O amigo puxa a cadeira para perto da cama e sua expressão, antes de leveza e alegria, fica pesada e séria.
– Cara, você não lembra? Faz 4 anos que você tá assim…
– Assim como?
– De cama… Sem acordar…
– Eu tava em coma?
– Mais ou menos… Bom, os médicos nunca conseguiram diagnosticar exatamente o que você teve…
– Não entendi. O que aconteceu? Foi acidente?
– É, dá pra dizer que foi… Não gosto nem de lembrar.
– Fala logo ou vou ter um piripaque!
– Outro piripaque não! Espera o médico chegar. Vai que você não pode reviver o que causou o trauma.
– Trauma? É, pode ser…
– Vamos mudar de assunto.
– Tá, tá… Até porque esse papo já tá me dando mais dor de cabeça. Pô, 4 anos, né? Deve ter mudado muita coisa…
– Pois é…
O homem se ajeita na cama enquanto o amigo vai lhe contando as novidades.
– E minha família?
– Todos bem, inclusive a sua sobrinha de 3 anos.
– Eu tenho uma sobrinha de 3 anos?! Caraca! Como ela é? Tem foto pra eu ver?
– Segura a ansiedade que ela tá vindo aí com sua família. Já mandei uma mensagem pra eles.
– Ah, boa. Que baita novidade. O que mais rolou?
– Tanta coisa… Nem sei por onde começar.
– A gente tinha um blog para falar da Copa, né?
– Pois é, tô escrevendo semana sim e outra também pra manter nosso blog ativo.
– Tá no ar ainda? Boa. E a seleção? A última coisa que lembro é que tava aos trancos e barrancos na Copa…
– Mudou muito de lá pra cá. Do que mais você lembra?
– Deixa eu ver… Thiago Silva capitão, o gol contra do Marcelo, o Neymar se contundindo…
– Tem muita gente nova no time, mas o Thiago e o Marcelo tão aí até hoje. E o Neymar foi confirmado com a 10 depois de se recuperar da contusão.
– Nossa, ele ainda tava se recuperando da entrada do Zuñiga?
– Não, tava em tratamento de outra contusão… Aliás, daquele time, o Dani Alves e o Fred tão fora de ação, contundidos.
– Dani Alves seguir na seleção, ok. Mas o Fred “cone”?
– Cara, quanto rancor. O Fred até recuperou o faro de gol depois da Copa.
– Difícil de acreditar… Ele ainda é o camisa 9?
– Não, o 9 é o Gabriel Jesus. E o reserva do ataque é o Firmino.
– Jesus? Firmino?
– Os dois surgiram depois da Copa de 2014 e tão entre os 23 convocados pelo Tite pra Copa na Rússia.
– Ah, o Tite assumiu a seleção depois de 2014. Demorou!
– Demorou mesmo porque quem assumiu depois da Copa foi o Dunga. O Tite só veio em 2016.
– Dunga de novo?! É sério? Não faz sentido algum.
– Desencana de tentar entender. E aí, mais alguma lembrança vem à cabeça?
– Bom, o Brasil tava na semi contra a Alemanha, com Bernard e sem Neymar. Me dava até um desespero…
– Vai com calma aí.
– Peraí, agora eu tô lembrando: o Brasil tava perdendo de lavada! E no primeiro tempo!
– Olha o monitor cardíaco bipando: você tá ficando agitado.
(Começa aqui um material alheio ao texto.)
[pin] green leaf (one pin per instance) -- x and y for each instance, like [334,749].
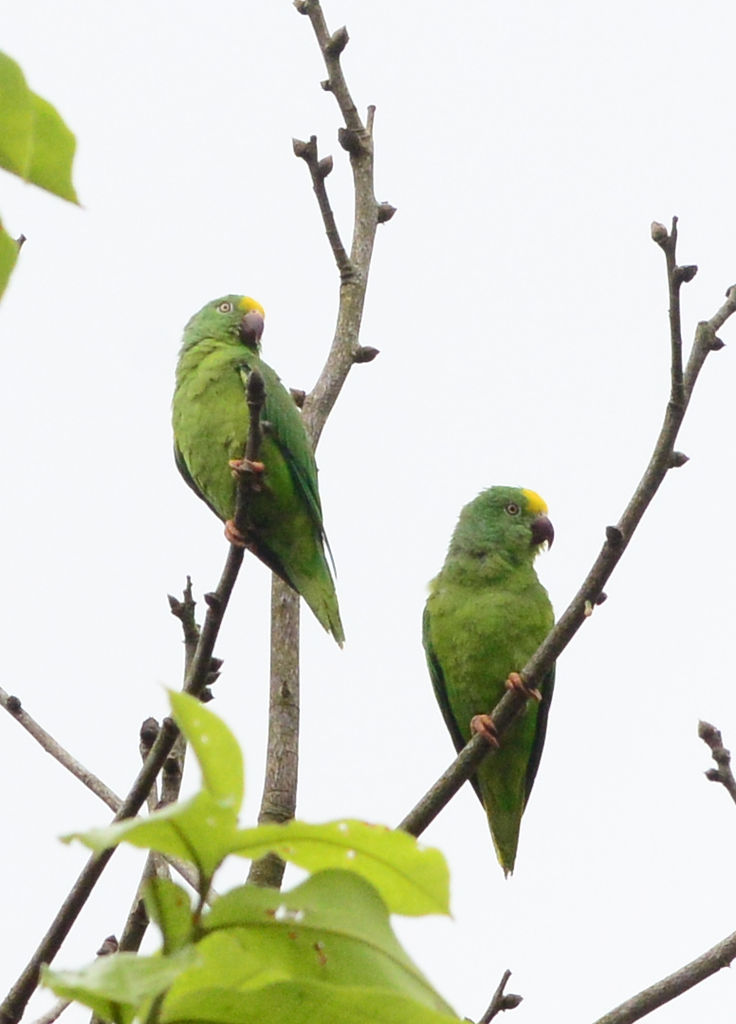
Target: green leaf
[217,750]
[169,906]
[200,830]
[410,879]
[8,256]
[301,1003]
[35,142]
[333,928]
[52,152]
[15,118]
[116,986]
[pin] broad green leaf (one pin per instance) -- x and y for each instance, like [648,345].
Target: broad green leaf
[169,906]
[216,749]
[221,964]
[116,986]
[52,152]
[35,142]
[301,1003]
[200,830]
[410,879]
[333,928]
[8,256]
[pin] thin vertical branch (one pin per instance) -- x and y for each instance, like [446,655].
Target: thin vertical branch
[279,794]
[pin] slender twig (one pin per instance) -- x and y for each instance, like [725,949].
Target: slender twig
[54,1013]
[13,707]
[668,988]
[278,800]
[501,1001]
[279,796]
[195,681]
[318,169]
[663,458]
[724,774]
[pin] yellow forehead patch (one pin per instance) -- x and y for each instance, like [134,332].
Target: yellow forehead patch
[249,305]
[537,506]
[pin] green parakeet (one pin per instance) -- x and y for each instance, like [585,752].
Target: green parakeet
[220,347]
[485,615]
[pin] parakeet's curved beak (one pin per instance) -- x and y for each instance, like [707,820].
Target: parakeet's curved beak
[251,329]
[542,529]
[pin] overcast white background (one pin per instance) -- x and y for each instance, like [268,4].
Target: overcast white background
[521,312]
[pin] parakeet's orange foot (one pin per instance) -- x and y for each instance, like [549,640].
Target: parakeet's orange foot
[515,682]
[246,466]
[234,536]
[484,726]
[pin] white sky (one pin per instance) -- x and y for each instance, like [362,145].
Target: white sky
[521,312]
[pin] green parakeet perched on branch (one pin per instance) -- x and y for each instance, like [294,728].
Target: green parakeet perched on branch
[220,347]
[485,615]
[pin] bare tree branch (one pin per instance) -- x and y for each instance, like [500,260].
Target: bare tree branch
[662,460]
[724,774]
[501,1001]
[675,984]
[13,707]
[278,800]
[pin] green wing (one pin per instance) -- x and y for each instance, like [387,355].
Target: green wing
[287,430]
[440,692]
[547,689]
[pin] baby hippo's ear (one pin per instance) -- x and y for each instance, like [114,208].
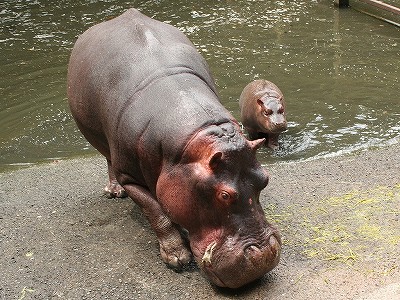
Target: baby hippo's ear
[256,144]
[215,160]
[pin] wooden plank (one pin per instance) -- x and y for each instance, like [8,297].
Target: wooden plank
[383,5]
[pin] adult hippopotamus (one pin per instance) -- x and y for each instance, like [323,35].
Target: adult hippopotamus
[263,111]
[144,97]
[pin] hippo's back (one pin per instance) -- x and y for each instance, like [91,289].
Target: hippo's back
[136,83]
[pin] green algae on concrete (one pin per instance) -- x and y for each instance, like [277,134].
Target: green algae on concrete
[359,228]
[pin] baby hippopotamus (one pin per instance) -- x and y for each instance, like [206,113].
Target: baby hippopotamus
[263,111]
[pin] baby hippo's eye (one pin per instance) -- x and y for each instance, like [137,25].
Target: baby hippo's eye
[224,196]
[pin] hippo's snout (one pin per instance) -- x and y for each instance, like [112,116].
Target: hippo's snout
[233,266]
[260,257]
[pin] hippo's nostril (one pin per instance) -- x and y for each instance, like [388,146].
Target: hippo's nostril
[274,246]
[254,254]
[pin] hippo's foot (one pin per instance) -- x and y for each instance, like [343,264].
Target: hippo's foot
[114,190]
[174,251]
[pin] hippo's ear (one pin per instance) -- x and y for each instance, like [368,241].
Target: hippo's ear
[256,144]
[215,160]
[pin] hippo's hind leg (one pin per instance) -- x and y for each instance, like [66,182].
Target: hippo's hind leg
[113,189]
[173,248]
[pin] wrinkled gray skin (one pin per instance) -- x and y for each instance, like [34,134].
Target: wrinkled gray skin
[144,97]
[263,111]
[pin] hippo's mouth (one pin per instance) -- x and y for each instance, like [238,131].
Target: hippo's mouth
[232,266]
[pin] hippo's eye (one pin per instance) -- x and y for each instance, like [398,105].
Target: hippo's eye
[224,196]
[267,112]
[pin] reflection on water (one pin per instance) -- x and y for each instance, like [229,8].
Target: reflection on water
[339,71]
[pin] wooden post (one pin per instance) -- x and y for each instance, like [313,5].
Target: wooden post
[342,3]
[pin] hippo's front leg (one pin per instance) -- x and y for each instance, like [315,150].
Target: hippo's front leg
[173,250]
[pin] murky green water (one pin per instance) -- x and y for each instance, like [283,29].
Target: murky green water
[339,70]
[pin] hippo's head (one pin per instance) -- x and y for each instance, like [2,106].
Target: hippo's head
[213,192]
[263,106]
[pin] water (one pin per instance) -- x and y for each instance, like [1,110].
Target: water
[339,71]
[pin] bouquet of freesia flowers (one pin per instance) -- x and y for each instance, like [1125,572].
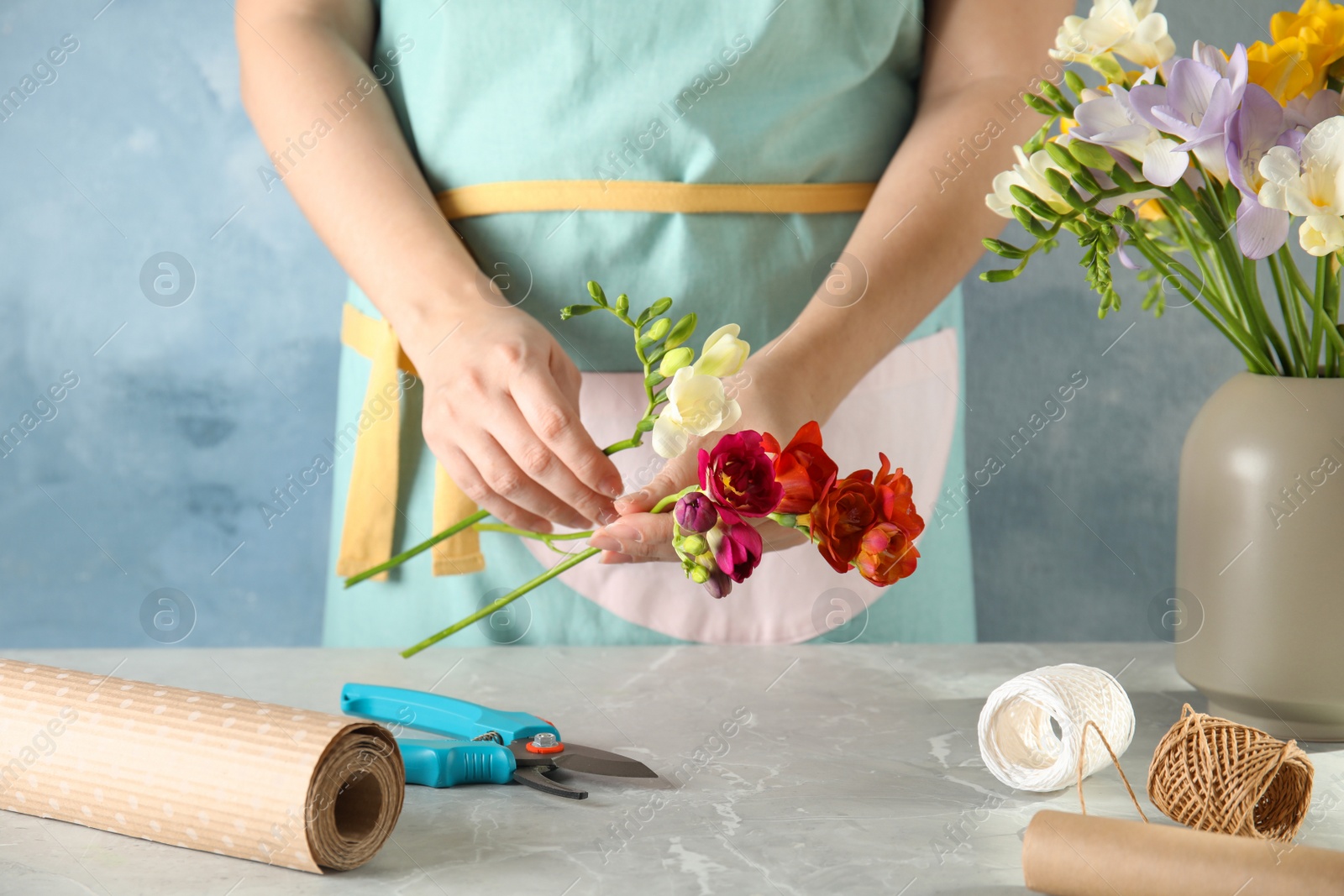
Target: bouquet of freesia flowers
[866,520]
[1198,167]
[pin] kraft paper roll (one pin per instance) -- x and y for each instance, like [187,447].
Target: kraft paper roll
[284,786]
[1068,855]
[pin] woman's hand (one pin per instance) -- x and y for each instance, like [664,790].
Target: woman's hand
[501,416]
[770,403]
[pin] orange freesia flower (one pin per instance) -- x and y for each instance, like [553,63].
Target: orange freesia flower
[870,521]
[1151,210]
[1307,43]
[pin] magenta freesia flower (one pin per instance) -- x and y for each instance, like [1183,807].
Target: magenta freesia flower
[737,546]
[739,474]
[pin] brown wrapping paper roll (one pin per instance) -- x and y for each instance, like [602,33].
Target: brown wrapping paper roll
[284,786]
[1068,855]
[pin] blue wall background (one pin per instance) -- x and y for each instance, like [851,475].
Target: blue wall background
[186,417]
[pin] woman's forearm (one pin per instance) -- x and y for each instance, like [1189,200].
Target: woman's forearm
[922,230]
[354,176]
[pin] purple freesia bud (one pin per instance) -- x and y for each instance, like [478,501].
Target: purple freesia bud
[718,584]
[696,512]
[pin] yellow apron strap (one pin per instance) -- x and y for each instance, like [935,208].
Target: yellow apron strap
[463,553]
[370,508]
[652,196]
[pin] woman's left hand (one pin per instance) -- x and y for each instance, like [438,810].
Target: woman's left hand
[770,403]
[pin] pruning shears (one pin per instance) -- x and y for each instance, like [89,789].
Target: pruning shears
[481,745]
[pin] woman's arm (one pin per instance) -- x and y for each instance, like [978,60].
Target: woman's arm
[501,396]
[917,239]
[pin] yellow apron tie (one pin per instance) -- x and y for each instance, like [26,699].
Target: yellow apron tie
[371,506]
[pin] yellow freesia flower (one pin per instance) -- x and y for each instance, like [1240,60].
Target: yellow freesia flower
[1307,43]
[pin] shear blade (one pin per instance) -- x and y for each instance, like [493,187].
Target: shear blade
[533,777]
[600,762]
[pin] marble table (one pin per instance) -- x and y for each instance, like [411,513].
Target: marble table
[785,770]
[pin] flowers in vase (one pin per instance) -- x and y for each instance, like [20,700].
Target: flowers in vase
[1193,170]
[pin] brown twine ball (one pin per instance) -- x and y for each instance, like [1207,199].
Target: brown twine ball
[1213,774]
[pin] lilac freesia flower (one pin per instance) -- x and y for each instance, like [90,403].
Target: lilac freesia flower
[1195,103]
[1109,120]
[1252,132]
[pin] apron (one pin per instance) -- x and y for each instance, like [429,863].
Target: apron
[561,139]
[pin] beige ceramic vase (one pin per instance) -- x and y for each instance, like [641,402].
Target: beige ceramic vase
[1260,555]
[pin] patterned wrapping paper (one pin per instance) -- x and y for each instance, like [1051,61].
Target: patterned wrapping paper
[198,770]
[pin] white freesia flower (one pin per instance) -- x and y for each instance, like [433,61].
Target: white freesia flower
[696,406]
[1129,29]
[723,352]
[1032,175]
[1310,186]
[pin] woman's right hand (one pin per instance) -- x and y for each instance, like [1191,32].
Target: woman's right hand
[501,416]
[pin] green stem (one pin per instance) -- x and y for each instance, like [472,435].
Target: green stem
[1168,265]
[528,533]
[503,602]
[1257,309]
[1305,291]
[1245,297]
[420,548]
[1319,312]
[1287,305]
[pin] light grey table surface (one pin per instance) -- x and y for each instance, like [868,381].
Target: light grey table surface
[857,770]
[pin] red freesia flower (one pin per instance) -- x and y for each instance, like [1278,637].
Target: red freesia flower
[738,474]
[843,515]
[738,553]
[886,555]
[871,520]
[801,468]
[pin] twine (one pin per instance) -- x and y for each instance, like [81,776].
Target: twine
[1213,774]
[1019,745]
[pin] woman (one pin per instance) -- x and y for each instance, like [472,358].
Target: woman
[586,134]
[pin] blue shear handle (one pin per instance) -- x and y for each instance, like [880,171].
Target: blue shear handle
[437,714]
[447,763]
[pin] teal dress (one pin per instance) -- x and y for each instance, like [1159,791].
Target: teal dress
[741,90]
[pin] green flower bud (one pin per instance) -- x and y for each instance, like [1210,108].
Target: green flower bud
[676,359]
[660,328]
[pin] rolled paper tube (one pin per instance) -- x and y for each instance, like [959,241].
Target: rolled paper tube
[1068,855]
[284,786]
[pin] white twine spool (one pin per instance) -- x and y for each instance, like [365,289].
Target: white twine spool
[1018,741]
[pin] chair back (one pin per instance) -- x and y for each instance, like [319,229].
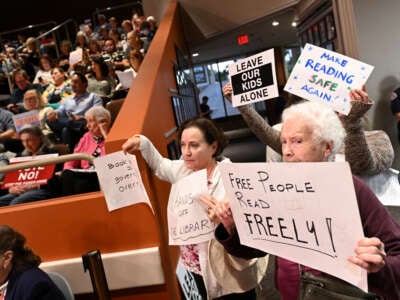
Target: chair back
[62,284]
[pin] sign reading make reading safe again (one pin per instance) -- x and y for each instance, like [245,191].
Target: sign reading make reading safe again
[297,211]
[327,76]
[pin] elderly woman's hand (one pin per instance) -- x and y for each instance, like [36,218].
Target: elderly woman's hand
[370,254]
[359,95]
[132,144]
[227,91]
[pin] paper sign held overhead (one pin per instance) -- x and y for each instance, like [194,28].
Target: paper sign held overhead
[297,211]
[253,79]
[120,180]
[327,76]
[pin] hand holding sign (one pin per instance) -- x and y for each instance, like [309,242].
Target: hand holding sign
[370,254]
[323,75]
[253,79]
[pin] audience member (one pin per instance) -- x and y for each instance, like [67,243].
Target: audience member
[68,121]
[101,21]
[21,80]
[321,134]
[20,275]
[10,61]
[58,89]
[33,100]
[35,143]
[99,81]
[63,59]
[98,120]
[8,135]
[43,75]
[369,153]
[95,47]
[81,40]
[31,51]
[201,144]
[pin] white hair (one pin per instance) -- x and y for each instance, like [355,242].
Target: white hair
[98,112]
[322,120]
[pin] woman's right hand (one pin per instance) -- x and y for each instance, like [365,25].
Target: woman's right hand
[132,144]
[227,91]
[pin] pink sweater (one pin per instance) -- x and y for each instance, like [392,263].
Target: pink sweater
[88,145]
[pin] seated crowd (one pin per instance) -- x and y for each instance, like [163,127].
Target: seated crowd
[69,100]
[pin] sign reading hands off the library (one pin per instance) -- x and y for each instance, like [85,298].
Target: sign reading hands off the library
[253,79]
[188,221]
[327,76]
[303,212]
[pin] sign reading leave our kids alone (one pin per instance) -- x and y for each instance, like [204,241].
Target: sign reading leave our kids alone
[253,79]
[324,75]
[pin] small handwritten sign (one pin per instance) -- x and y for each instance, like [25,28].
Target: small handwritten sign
[75,56]
[327,76]
[27,118]
[297,211]
[187,217]
[34,175]
[120,180]
[253,79]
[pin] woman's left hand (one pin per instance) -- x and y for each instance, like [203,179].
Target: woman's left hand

E cadê o tal médico que tava vindo? Enfermeira!
– Tá bom, tá bom. Mas me conta o que aconteceu. Tem a ver com meu trauma?
– Então… Você entrou em choque quando o Brasil tomou o terceiro gol e não conseguiu mais ver o resto do jogo. Na verdade, nenhum de nós conseguiu. A gente chamou a ambulância e veio pro hospital com você.
– Que trauma. A Alemanha foi pra final então?
– Sim, os alemães pegaram os hermanos na decisão.
– Argentina finalista?! Com aquele time? Só o Messi se salvava. Deve ter sido outra lavada…
– Pior que não. Teve grande chance de ganhar. O Higuaín perdeu um gol feito quando tava zero a zero. Na prorrogação, a Alemanha fez 1 a 0 e levou o caneco.
– Quem diria, o time que nos massacrou contra a nossa maior rival na final. A torcida deve ter ficado dividida.
– Na verdade, os brasileiros torceram em massa pelos alemães. Nossos vizinhos ficaram bem chateados com isso.
– Os Almeida ficaram chateados?
– Não, os meus vizinhos… Os nossos vizinhos: os argentinos.
– Ah, entendi. Mas depois daquela goleada na semi, dá pra entender por que os hermanos esperavam apoio da nossa torcida.
– Com certeza. Mas a rivalidade falou mais alto.
– Eu não sei o que faria. Acho que não conseguiria torcer pelo time que acabou com nosso sonho do Hexa.
– Foi difícil mesmo.
– Pô, torcer pros “culpados” pela nossa maior derrota em uma Copa jogando em casa…
– É, o Maracanazzo já não detém mais esse título.
– Fora a humilhação de levar 3 a 0 em pleno Mineirão…
– Ih, azedou… Você ainda acha que o jogo acabou 3 a 0? Peraí, que agora eu preciso ter certeza de que alguém tá vindo pra te medicar… Enfermeeeeeira!
*História baseada em fatos bem reais e outros nem tanto pra marcar a volta ao blog após 4 anos.